> Our eyes can see both just fine.
This gets to a gaming rant of mine: Our natural vision can handle these things because our eyes scan sections of the scene with constant adjustment (light-level, focus) while our brain is compositing it together into what feels like a single moment.
However certain effects in games (i.e. "HDR" and Depth of Field) instead reduce the fidelity of the experience. These features limp along only while our gaze is aimed at the exact spot the software expects. If you glance anywhere else around the scene, you instead percieve an unrealistically wrong coloration or blur that frustratingly persists no matter how much you squint. These problems will remain until gaze-tracking support becomes standard.
So ultimately these features reduce the realism of the experience. They make it less like being there and more like you're watching a second-hand movie recorded on flawed video-cameras. This distinction is even clearer if you consider cases where "film grain" is added.
I'm with you on depth of field, but I don't understand why you think HDR reduces the fidelity of a game.
If you have a good display (eg an OLED) then the brights are brighter and simultaneously there is more detail in the blacks. Why do you think that is worse than SDR?
I had a similar complaint with the few 3D things I watched when that has been hyped in the past (e.g., when Avatar came out in cinemas, and when 3D home TVs seemed to briefly become a thing 15 years ago). It felt like Hollywood was giving me the freedom to immerse myself, but then simultaneously trying to constrain that freedom and force me to look at specific things in specific ways. I don't know what the specific solution is, but it struck me that we needed to be adopting lessons from live stage productions more than cinema if you really want people to think what they're seeing is real.
HDR, not "HDR", is the biggest leap in gaming visuals made in the last 10 years, I think.
Sure, you need a good HDR-capable display and a native HDR-game (or RTX HDR), but the results are pretty awesome.
This is why I always turn off these settings immediately when I turn on any video game for the first time.
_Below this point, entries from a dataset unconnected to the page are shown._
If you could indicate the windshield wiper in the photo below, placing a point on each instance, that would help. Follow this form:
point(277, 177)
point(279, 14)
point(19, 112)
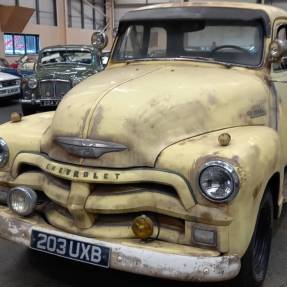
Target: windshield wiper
point(209, 60)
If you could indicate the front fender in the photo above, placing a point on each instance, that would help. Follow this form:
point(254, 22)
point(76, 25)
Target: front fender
point(25, 136)
point(254, 151)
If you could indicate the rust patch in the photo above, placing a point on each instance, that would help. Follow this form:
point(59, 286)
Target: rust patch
point(236, 159)
point(257, 111)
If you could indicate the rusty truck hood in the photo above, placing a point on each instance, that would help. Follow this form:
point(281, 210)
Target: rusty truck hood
point(148, 107)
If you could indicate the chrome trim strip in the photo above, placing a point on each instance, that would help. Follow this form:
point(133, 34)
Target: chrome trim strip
point(88, 148)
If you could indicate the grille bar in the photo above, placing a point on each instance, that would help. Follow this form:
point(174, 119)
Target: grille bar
point(54, 89)
point(9, 83)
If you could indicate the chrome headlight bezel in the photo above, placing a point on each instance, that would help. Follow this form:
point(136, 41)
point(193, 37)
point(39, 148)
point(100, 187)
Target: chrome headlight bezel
point(4, 153)
point(228, 169)
point(32, 83)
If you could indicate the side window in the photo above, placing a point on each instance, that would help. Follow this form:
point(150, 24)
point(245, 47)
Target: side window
point(132, 44)
point(157, 42)
point(281, 35)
I could never put my finger on why I didn’t like it, but the camera analogy is perfect
Ok. I like depth of field and prefer it.
https://www.realtimerendering.com/blog/thought-for-the-day/
It's crazy that post is 15 years old. Like the OP and this post get at, HDR isn't really a good description of what's happening. HDR often means one or more of at least 3 different things (capture, storage, and presentation). It's just the sticker slapped on advertising.
Things like lens flares, motion blur, film grain, and shallow depth of field are mimicking cameras and not what being there is like--but from a narrative perspective we experience a lot of these things through tv and film. Its visual shorthand. Like Star Wars or Battlestar Galactica copying WWII dogfight footage even though it's less like what it would be like if you were there. High FPS television can feel cheap while 24fps can feel premium and "filmic."
Often those limitations are in place so the experience is consistent for everyone. Games will have you set brightness and contrast--I had friends that would crank everything up to avoid jump scares and to clearly see objects intended to be hidden in shadows. Another reason for consistent presentation is for unfair advantages in multiplayer.